The disputed domain name is registered with a privacy service. Insofar as the Respondent, according to the Registrar, has the name Eric Bouvier and has provided the organisation name “A+ Tech Services”, it may have been open to the Respondent to argue that the disputed domain name was close to the organisation name, but he has chosen not to do so. There is no evidence the disputed domain name is in use for any noncommercial or other fair purpose.
The Panel finds that the Respondent does not have rights or legitimate interests in the disputed domain name and finds for the Complainant under paragraph 4(a)(ii) of the Policy.
The Complainant must prove under paragraph 4(a)(iii) of the Policy that the disputed domain name has been registered and is being used in bad faith.
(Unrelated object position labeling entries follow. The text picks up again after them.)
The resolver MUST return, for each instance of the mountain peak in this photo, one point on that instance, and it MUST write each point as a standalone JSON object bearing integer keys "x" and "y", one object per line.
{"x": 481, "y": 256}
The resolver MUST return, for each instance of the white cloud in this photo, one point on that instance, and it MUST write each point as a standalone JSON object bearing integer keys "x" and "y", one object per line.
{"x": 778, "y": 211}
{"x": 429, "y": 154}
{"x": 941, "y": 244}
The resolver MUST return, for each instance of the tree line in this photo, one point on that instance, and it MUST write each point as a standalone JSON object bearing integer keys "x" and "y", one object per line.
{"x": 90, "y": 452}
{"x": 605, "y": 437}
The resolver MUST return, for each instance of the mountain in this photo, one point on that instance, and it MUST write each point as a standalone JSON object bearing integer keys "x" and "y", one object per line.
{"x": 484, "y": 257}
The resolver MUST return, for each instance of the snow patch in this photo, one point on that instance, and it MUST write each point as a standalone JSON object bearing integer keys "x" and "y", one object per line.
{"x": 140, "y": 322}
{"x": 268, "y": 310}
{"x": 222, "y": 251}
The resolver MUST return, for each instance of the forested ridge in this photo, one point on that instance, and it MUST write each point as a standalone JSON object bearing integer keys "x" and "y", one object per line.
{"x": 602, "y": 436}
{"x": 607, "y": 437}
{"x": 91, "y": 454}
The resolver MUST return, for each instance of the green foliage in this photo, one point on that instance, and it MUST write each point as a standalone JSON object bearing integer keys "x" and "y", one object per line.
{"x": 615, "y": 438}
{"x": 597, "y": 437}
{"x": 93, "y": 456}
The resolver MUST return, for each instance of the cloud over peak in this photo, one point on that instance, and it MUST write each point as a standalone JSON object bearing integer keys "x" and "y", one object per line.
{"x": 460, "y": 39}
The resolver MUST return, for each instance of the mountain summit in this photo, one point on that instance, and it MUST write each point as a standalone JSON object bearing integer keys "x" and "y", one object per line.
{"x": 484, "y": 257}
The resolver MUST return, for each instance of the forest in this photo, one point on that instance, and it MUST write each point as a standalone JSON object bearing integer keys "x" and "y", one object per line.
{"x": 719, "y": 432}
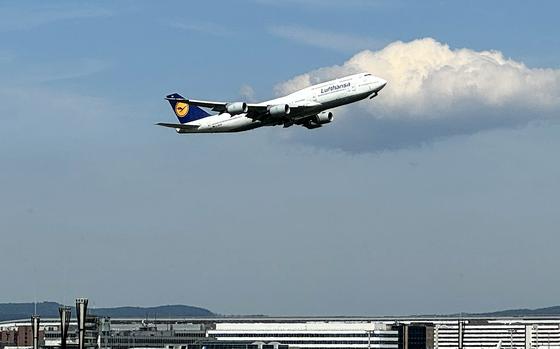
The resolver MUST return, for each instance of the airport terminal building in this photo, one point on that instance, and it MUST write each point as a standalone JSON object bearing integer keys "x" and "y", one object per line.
{"x": 293, "y": 333}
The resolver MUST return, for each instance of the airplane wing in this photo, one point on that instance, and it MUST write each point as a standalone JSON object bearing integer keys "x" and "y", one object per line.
{"x": 255, "y": 111}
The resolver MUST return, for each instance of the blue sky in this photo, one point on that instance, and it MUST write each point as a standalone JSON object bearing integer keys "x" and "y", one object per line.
{"x": 442, "y": 203}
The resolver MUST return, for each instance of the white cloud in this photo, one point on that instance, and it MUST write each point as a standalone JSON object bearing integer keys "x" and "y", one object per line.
{"x": 434, "y": 91}
{"x": 324, "y": 39}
Paragraph 4(b) of the Policy lists four alternative circumstances, without limitation, that shall be evidence of the registration and use of a domain name in bad faith by a respondent, namely:
“(i) circumstances indicating that you have registered or you have acquired the domain name primarily for the purpose of selling, renting, or otherwise transferring the domain name registration to the complainant who is the owner of the trademark or service mark or to a competitor of that complainant, for valuable consideration in excess of your documented out-of-pocket costs directly related to the domain name; or
(ii) you have registered the domain name in order to prevent the owner of the trademark or service mark from reflecting the mark in a corresponding domain name, provided that you have engaged in a pattern of such conduct; or
(iii) you have registered the domain name primarily for the purpose of disrupting the business of a competitor; or
(iv) by using the domain name, you have intentionally attempted to attract, for commercial gain, Internet users to your web site or other on-line location, by creating a likelihood of confusion with the complainant’s mark as to the source, sponsorship, affiliation, or endorsement of your website or location or of a product or service on your website or location”.
The Complainant has produced a screen capture made on November 27, 2018, of the Wayback machine (“www.archive.org”) record of the website to which the disputed domain name had resolved on October 5, 2016. The record shows the disputed domain name to have been for sale through a hosting service for $100. On December 20, 2018, the disputed domain name did not resolve to its own website, but was redirected to another website at “www.atswebs.com”, which offered “ATS Hosting Solutions” under the name “A+ Tech Services Hosting”. Thus, on the totality of the evidence, the disputed domain name is or has been for sale, and presently is not in independent use.
The Panel finds on the evidence and on the balance of probabilities that the disputed domain name was registered primarily for sale to the Complainant or a competitor of the Complainant for profit within the meaning of paragraph 4(b)(i) of the Policy, and that by being advertised for sale, it has been used for that purpose.
Accordingly the Panel finds the disputed domain name to have been registered and used in bad faith under paragraph 4(a)(iii) of the Policy.
For the foregoing reasons, in accordance with paragraphs 4(i) of the Policy and 15 of the Rules, the Panel orders that the disputed domain name <atechservices.com> be transferred to the Complainant.